Is there an outdoor racial divide?
Even though the population of the U.S. has become more diverse, it seems those enjoying the outdoors through hobbies like camping, hiking, fishing and hunting remain mostly non-hispanic white.
According to the Pittsburgh Tribune-Review newspaper, the U.S. Fish and Wildlife Service reported that in 2006, a total of 96 percent of hunters, 93 percent of wildlife watchers and 92 percent of anglers were white.
Research done by The Outdoor Foundation found a similar trend. The foundation reported that even when expanding outdoor recreation to include everything from hiking and camping to canoeing and skateboarding, 80 percent of outdoor recreationists across all ages nationwide are white.

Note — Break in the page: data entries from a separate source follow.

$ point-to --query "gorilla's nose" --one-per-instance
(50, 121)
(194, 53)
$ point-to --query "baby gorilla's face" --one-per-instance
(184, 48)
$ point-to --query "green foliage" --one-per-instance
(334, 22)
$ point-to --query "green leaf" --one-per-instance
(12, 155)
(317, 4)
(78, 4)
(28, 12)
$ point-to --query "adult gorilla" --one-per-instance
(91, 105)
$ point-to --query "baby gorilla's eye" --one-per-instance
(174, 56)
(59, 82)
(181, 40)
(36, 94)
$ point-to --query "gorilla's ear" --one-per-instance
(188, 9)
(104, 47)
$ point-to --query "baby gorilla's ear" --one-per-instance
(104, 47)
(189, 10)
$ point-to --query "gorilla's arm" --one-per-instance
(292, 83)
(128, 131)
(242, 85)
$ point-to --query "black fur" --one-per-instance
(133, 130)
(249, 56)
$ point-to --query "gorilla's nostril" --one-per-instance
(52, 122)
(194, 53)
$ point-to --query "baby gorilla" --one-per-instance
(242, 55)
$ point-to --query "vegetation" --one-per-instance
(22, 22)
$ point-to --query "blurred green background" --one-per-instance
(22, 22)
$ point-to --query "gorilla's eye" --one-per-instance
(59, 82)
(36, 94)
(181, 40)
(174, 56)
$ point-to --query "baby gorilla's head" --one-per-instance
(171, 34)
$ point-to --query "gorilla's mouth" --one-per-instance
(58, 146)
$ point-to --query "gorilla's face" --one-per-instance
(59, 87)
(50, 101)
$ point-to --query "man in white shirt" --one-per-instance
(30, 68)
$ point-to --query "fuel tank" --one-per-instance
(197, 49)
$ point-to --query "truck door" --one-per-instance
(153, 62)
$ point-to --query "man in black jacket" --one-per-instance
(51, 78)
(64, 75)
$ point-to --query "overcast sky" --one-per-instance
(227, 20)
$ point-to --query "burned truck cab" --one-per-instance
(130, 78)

"Our future environmental stewards, our future outdoor consumers, our future outdoor workforce, will be increasingly minority," said Christine Fanning, executive director of The Outdoor Foundation. "If they've never pedaled a bike or paddled a stream, outdoor recreation and the environmental resources of this country are at risk, in my view."
Outdoor enthusiasts, like Atlanta's Audrey Peterman who organized a conference on breaking the color barrier in the great outdoors last year, told the newspaper that officials and companies have to reach out and educate minority groups about outdoor activities and opportunities.